Even John McCain, who I didn’t vote for and would be perfectly happy to see lose his Senate race this year, had a health reform plan back in 2008 that was superior to Obamacare, since it contained the crucial element of decoupling health insurance from employer provision (and thus from a fairly small cartel of insurance companies). The reason our semi-functional healthcare system—which falsely gets called “free-market” whenever it’s working badly and “affordable thanks to government” when it appears to be functioning—bears so little resemblance to a normal market is precisely that virtually no individual shops around for healthcare anymore. You just hope the plan your new job (or government exchange) saddles you with is more or less workable.

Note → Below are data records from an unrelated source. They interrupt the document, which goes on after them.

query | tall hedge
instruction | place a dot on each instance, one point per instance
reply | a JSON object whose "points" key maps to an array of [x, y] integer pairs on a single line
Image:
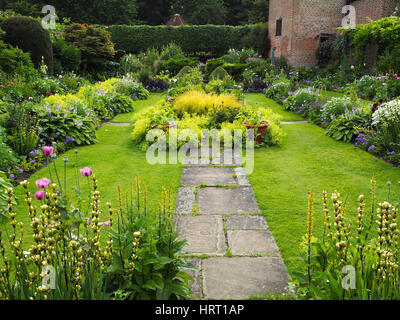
{"points": [[193, 39], [29, 35]]}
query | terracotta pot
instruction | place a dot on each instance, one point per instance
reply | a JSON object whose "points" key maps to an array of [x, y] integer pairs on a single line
{"points": [[261, 129]]}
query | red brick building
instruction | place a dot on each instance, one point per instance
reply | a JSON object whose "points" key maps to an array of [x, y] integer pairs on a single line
{"points": [[296, 27]]}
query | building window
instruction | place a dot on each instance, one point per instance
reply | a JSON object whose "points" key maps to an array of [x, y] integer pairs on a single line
{"points": [[279, 27]]}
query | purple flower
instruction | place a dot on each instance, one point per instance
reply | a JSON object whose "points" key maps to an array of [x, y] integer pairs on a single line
{"points": [[39, 195], [86, 172], [48, 151], [42, 183]]}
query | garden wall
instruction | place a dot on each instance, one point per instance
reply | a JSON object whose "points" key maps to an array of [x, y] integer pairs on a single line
{"points": [[193, 39]]}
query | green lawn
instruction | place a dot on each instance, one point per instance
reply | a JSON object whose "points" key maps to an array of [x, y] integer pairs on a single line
{"points": [[115, 160], [309, 160]]}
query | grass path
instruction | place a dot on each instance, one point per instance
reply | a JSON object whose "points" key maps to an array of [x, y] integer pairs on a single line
{"points": [[115, 160], [309, 160]]}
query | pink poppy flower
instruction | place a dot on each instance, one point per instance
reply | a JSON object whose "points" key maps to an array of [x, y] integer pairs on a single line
{"points": [[48, 151], [40, 195], [42, 183], [86, 172]]}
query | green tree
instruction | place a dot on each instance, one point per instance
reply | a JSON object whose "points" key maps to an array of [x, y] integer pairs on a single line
{"points": [[235, 13], [256, 10], [201, 12], [154, 12]]}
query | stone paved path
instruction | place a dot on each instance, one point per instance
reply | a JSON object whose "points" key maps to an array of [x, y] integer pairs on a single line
{"points": [[228, 240]]}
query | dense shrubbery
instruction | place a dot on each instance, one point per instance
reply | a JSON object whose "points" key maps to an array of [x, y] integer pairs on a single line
{"points": [[279, 91], [140, 259], [196, 110], [66, 57], [29, 35], [216, 40], [94, 43], [65, 119]]}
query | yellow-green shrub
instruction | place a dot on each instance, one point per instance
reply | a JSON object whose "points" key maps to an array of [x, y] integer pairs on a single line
{"points": [[197, 102]]}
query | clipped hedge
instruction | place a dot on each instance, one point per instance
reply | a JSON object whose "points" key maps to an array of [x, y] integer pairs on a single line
{"points": [[213, 39]]}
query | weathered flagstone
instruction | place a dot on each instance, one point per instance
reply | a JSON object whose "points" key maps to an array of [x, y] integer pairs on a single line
{"points": [[210, 176], [195, 286], [237, 200], [185, 200], [204, 234], [248, 242], [219, 277], [246, 222], [196, 161], [227, 157], [242, 277], [241, 176]]}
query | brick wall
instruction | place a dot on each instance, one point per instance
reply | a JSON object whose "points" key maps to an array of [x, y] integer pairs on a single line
{"points": [[304, 20], [373, 9]]}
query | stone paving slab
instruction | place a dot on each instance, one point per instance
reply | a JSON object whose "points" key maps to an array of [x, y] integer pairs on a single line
{"points": [[195, 286], [241, 176], [204, 234], [227, 157], [246, 222], [242, 277], [196, 161], [238, 200], [210, 176], [185, 200], [248, 242], [118, 124]]}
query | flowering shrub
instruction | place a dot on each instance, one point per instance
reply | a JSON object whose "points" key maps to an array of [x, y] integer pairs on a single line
{"points": [[7, 157], [301, 101], [371, 252], [386, 121], [130, 87], [197, 102], [57, 121], [368, 87], [335, 107], [196, 111], [345, 128], [140, 259]]}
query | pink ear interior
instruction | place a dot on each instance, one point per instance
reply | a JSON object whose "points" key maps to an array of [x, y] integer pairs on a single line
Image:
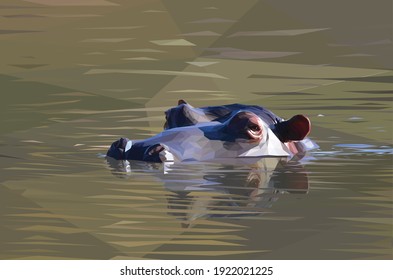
{"points": [[299, 127]]}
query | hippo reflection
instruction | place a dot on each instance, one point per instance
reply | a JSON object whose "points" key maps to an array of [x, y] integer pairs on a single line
{"points": [[217, 132], [235, 189]]}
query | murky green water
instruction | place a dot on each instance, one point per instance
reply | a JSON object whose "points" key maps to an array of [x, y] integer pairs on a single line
{"points": [[76, 78]]}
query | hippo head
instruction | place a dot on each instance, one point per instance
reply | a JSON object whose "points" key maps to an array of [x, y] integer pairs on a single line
{"points": [[243, 127]]}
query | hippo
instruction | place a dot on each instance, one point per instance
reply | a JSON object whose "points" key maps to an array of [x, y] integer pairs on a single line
{"points": [[218, 132]]}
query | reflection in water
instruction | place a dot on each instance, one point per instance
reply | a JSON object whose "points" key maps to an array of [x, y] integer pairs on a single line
{"points": [[218, 190]]}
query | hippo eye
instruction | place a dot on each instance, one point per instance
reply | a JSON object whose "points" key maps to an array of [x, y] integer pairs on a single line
{"points": [[254, 127]]}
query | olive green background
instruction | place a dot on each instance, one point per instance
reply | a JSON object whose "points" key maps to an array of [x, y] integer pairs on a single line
{"points": [[76, 75]]}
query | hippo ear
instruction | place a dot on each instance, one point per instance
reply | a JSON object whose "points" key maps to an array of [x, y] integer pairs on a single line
{"points": [[294, 129]]}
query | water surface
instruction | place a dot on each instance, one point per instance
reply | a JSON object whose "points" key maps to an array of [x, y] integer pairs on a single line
{"points": [[76, 78]]}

Pipes largely avoided one gigantic rhetorical error that I think the free-market movement—not just mainstream fiscal conservatives but often even libertarians—made over the past quarter-century, which was too-vigorously defending (or seeming to defend) our healthcare system as is. Whether it was intellectual laziness or perhaps think tanks getting too many donations from insurance companies wedded to the government’s existing system of tax incentives, my fellow free-marketeers sometimes preferred to trot out statistics about how “satisfied” Americans were with their doctors and health coverage instead of doing the dirty work of showing how the awful parts of the system could be made less so.

While the left did its homework and obsessed over the details of the failed HillaryCare plan in the 1990s and the successfully rammed-through Obamacare plan in 2010, the free market movement, which could have urged a healthcare revolution, seemed to respond, “La la la, not listening, happy happy.”

Unfortunately for that movement, it really is the case, I think, that most human happiness—and thus the masses’ political allegiances—is shaped less by the latest cool high-end electronic gadgets, which always make for an easy capitalist success story, and more by the reassurance that people have the big, scary basics under control: housing, food, health. If you’re not gonna become homeless, starve, or get sick and die, you’re pretty much good to go.

To be clear: I don’t think government is on net helpful in securing these things for the human race, but appearing to be indifferent to them—much like pooh-poohing mortgage crises because, hey, the stock market’s rising, etc.—is asking for revolt. In fact, when the so-called Bleeding Heart Libertarians cabal first started up, I was quite pleased because I thought it was just going to be a project like that long envisioned by libertarian historian Ralph Raico: very carefully documenting for people how markets fulfill and government thwarts human needs, especially those of the poor.

Instead, since I seem to be about the only true free-marketeer on the planet, almost every time libertarians set out to prove they have bleeding hearts—or conservatives try to show they are “compassionate”—they rush to endorse the worldview of their pro-government enemies by saying, “Don’t worry, we know you’re afraid laissez-faire is heartless—so we’re going to become less laissez-faire for you! Watch us soften our principles and our policy recommendations!” Or if it’s conservatives, they may just punt to some other unhelpful topic such as religion. If it’s populists, now they punt to blaming global trade and immigration.

Given how much time other political factions spend railing against laissez-faire capitalists, you’d think there were more of us around. But there aren’t many. And those few who are around in the mainstream, out beyond the philosophically-libertarian ghetto, aren’t helping their cause by cheering, TED Talk-style, for niche gizmos and for a handful of already-rich “trend-setters” and “thought-leaders,” souls usually about as mindless and herd-following as, well, market-following mutual funds.

For all their purported philosophical sophistication, too many market-boosters who ought to be focused on dire problems and explaining their solutions instead end up just affirming that Jimmy Kimmel and Beyonce are important, as if we needed experts to tell us those people are popular. Pipes, at least, aims to be a problem-solver. And she’s from Canada, so no matter how you slice it, you can’t really accuse her of just passively accepting the status quo. More free-marketeers should be rebels, if there’s still time for that at this late stage.